In a written statement, the Pittsburgh-based company said it suspended the nurse immediately upon learning she "may have compromised a vial of medication by placing it in contact with a previously used syringe."

Wexford, in its statement, said a local staffing agency assigned the nurse to the prison complex. The company said that at no time was the same syringe and needle used on more than one patient and that no staff members were exposed.

Wexford said it reported the nurse to the state nursing board for investigation, but that did not occur until late Tuesday afternoon, after the news had been reported. The company also banned the nurse from working under any of its contracts in the future. Wexford provides health-care services nationwide to roughly 124,000 inmates and other residents at more than 100 institutions.

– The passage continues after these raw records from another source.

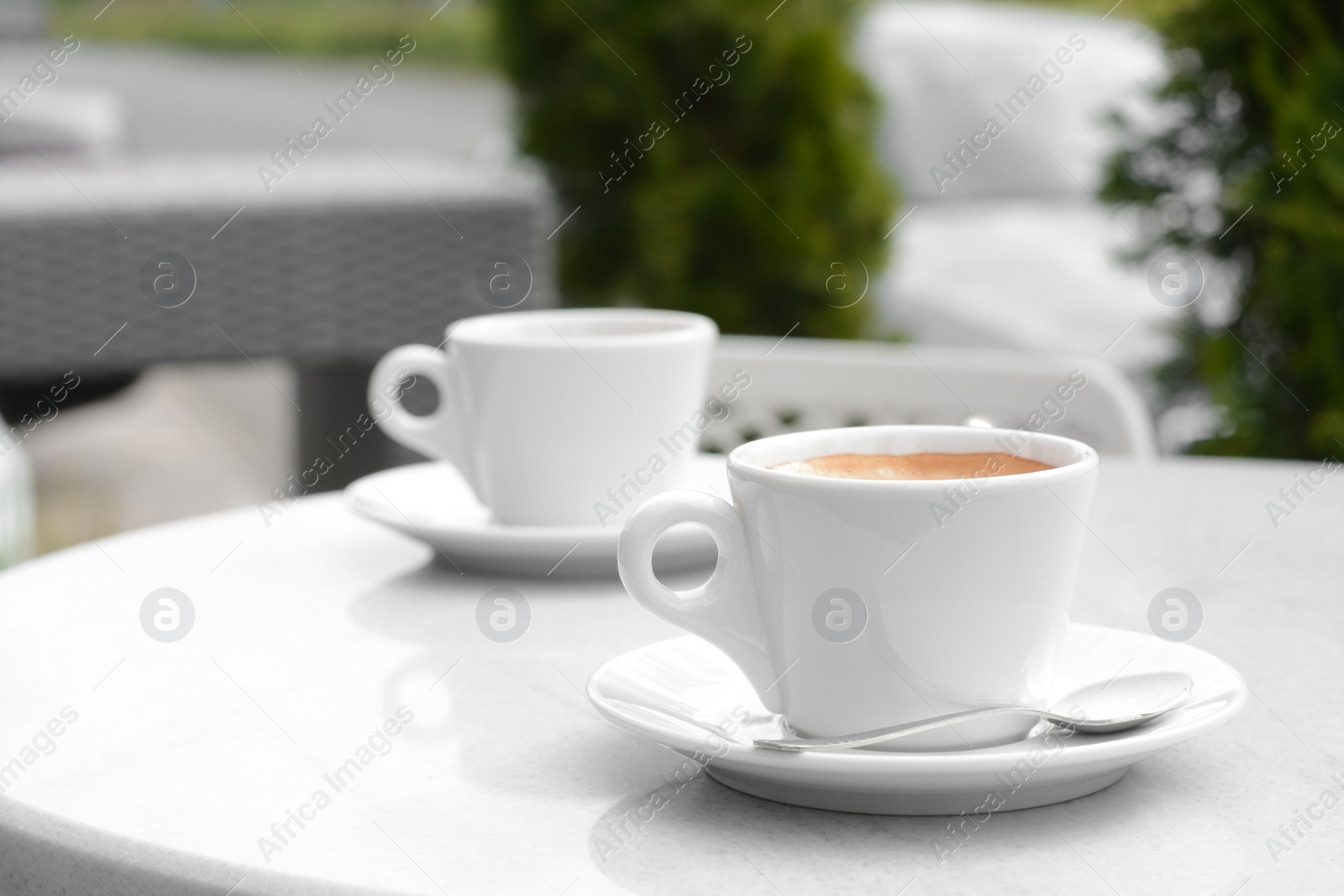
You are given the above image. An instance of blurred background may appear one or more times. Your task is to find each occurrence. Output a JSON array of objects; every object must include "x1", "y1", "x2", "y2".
[{"x1": 0, "y1": 0, "x2": 1327, "y2": 563}]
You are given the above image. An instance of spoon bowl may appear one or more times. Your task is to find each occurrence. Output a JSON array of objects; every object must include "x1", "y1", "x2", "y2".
[{"x1": 754, "y1": 672, "x2": 1194, "y2": 752}]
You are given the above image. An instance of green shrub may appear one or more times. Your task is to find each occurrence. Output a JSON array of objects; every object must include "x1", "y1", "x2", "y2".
[
  {"x1": 497, "y1": 0, "x2": 895, "y2": 336},
  {"x1": 1106, "y1": 0, "x2": 1344, "y2": 458}
]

The state said inmates exposed were notified and are being screened for infectious diseases. An independent laboratory under contract with Wexford will provide continuing medical monitoring and testing of the potentially exposed inmates over the next several months, the state said. All patients will be informed of their results, though Ryan noted that some inmates may previously have been exposed to hepatitis C.

Before the problem at the Buckeye prison, Wexford had issues in other states. Clark County, Wash., declined to renew a contract with Wexford in 2009 at its county jail and juvenile-detention center after complaints that Wexford was not dispensing medications to inmates in a timely fashion.